I’m wondering why people forgot about the unit/record separators in ASCII. It’s not as human readable/writeable, but its certainly less fragile.
In case you’re wondering what this is, ASCII codes 0x1c (aka “field separator”) and 0x1e (aka “row separator”) were reserved for CSV-style tabular output use, the idea being that those codes, being in the “control characters” set of non-printable characters, would not appear in normal output and therefore could solve some of the reading problems in the OP, especially with regard to escaping delimiters.
It doesn’t solve the well-formedness problem, so you still have to parse in any case, instead of just blindly splitting on those values.
If you presume all data is human readable, then you can try to blindly split. Even if not, you can reserve a character for escaping, and simply repeat to use that character.
You don’t need to reserve a character for that. DLE is defined as “Data Link Escape”.
I occasionally remember they exist, but they don’t really fit a sweet spot for me personally (nether does CSV, though). What I use are one of two things:
For simple tabular data I use TSV (tab-separated values). This makes things human-readable and also makes it easy to use traditional Unix command-line tools, and has the sole restriction that fields themselves cannot have embedded tabs (in TSV there’s no way to escape a tab, they’re simply not allowed in fields). I could use the ASCII record separators here, but it’d be more awkward to read/write the files, for the only advantage of being able to embed tabs in fields, which is something I rarely actually want.

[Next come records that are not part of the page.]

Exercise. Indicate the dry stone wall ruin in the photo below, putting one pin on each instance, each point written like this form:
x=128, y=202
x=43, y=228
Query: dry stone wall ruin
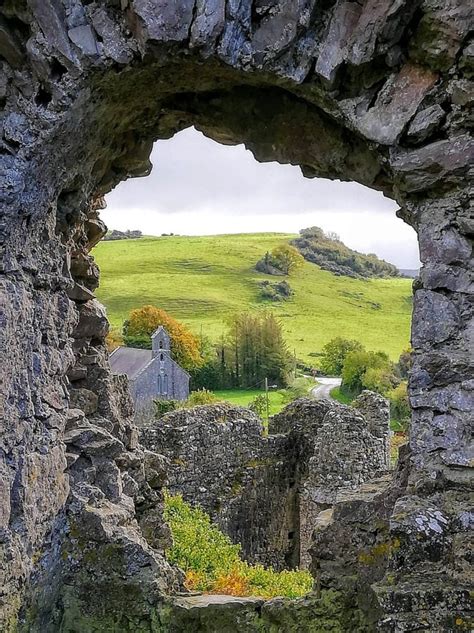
x=266, y=491
x=372, y=91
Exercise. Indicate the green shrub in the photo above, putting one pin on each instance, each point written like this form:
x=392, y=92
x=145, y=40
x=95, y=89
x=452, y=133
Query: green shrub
x=334, y=354
x=212, y=562
x=163, y=406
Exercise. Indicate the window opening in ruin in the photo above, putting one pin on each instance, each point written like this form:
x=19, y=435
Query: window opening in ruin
x=212, y=257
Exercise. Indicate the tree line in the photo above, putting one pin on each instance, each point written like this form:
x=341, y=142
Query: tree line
x=252, y=349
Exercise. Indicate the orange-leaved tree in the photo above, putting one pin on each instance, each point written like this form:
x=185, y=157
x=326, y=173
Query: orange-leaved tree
x=141, y=324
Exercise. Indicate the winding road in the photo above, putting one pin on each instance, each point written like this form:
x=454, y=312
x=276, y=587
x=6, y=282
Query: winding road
x=322, y=390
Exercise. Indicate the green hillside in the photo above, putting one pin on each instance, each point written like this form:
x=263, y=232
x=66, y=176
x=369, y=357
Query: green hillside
x=204, y=280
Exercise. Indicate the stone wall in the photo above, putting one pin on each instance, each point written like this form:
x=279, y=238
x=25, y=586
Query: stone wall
x=265, y=492
x=375, y=92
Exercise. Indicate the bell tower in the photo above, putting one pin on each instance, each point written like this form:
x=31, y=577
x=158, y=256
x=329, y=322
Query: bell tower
x=160, y=342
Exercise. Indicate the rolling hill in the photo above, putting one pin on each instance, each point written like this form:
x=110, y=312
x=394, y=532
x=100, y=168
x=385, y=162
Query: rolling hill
x=204, y=280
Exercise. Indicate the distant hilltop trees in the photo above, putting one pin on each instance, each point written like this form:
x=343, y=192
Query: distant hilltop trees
x=327, y=251
x=114, y=234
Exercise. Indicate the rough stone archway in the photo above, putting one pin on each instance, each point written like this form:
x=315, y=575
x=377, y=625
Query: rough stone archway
x=371, y=91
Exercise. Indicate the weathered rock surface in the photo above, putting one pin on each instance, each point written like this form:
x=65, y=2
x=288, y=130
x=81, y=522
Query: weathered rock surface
x=85, y=89
x=265, y=491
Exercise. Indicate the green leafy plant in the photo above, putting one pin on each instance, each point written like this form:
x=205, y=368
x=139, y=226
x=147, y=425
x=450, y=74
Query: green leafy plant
x=163, y=406
x=212, y=563
x=200, y=397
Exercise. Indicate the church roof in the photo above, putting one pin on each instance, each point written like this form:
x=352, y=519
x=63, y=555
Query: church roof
x=129, y=360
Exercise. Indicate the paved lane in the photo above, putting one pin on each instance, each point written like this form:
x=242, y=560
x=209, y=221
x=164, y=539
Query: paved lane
x=324, y=387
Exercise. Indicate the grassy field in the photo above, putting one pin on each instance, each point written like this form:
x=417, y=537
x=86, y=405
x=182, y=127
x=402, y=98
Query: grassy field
x=243, y=397
x=204, y=280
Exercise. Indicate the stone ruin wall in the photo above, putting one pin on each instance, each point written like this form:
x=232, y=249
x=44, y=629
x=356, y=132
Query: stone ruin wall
x=266, y=492
x=375, y=92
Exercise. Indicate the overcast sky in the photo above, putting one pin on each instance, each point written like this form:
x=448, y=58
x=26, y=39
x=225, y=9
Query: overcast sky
x=198, y=187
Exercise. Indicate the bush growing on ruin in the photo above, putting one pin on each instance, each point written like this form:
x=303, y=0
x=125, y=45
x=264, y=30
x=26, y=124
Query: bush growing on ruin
x=164, y=406
x=141, y=324
x=113, y=339
x=212, y=563
x=259, y=404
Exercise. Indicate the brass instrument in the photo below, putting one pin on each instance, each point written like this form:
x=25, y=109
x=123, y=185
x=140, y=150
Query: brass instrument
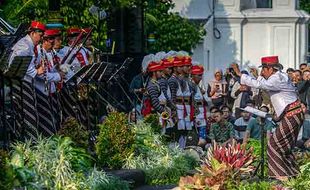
x=83, y=90
x=165, y=115
x=44, y=64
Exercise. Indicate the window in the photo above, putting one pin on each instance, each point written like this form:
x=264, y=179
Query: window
x=264, y=3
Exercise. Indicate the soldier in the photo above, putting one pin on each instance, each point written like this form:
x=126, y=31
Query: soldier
x=45, y=86
x=199, y=104
x=24, y=104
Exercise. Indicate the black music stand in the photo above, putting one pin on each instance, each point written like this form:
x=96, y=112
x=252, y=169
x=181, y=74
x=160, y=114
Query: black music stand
x=76, y=77
x=16, y=71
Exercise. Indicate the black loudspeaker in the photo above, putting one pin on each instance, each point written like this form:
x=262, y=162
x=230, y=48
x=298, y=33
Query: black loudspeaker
x=54, y=5
x=125, y=27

For anything more complicated than basic tabular data where TSV is fine, then I go to a more full-fledged serialization format like XML or JSON, with well-defined escaping rules and support for things like hierarchical data.
I don’t want to write my own CSV code, but I have to work with CSV producers who wrote their own. A parser that handles quoted text containing commas correctly doesn’t help if the producer doesn’t quote their commas.
I’ve encountered errors like the one’s mentioned here and I’ve never even rolled by own CSV code before.
It’s actually a pretty terrible “standard.”
There is an actual CSV standard, namely RFC 4180. So it’s not quoted-standard. Whether producers and consumers follow the standard is a different matter.
Writing your own CSV parser isn’t that hard though. This post pretty much tells you all you need to know, it’s extremely straightforward to write a parser that handles all of it. If you’ve ever written a basic lexer for a programming language with strings you’ve done more than a CSV parser.
It’s straightforward if your users are cool with your parser barfing on their malformed inputs. Lexer users expect it to barf. Not CSV users.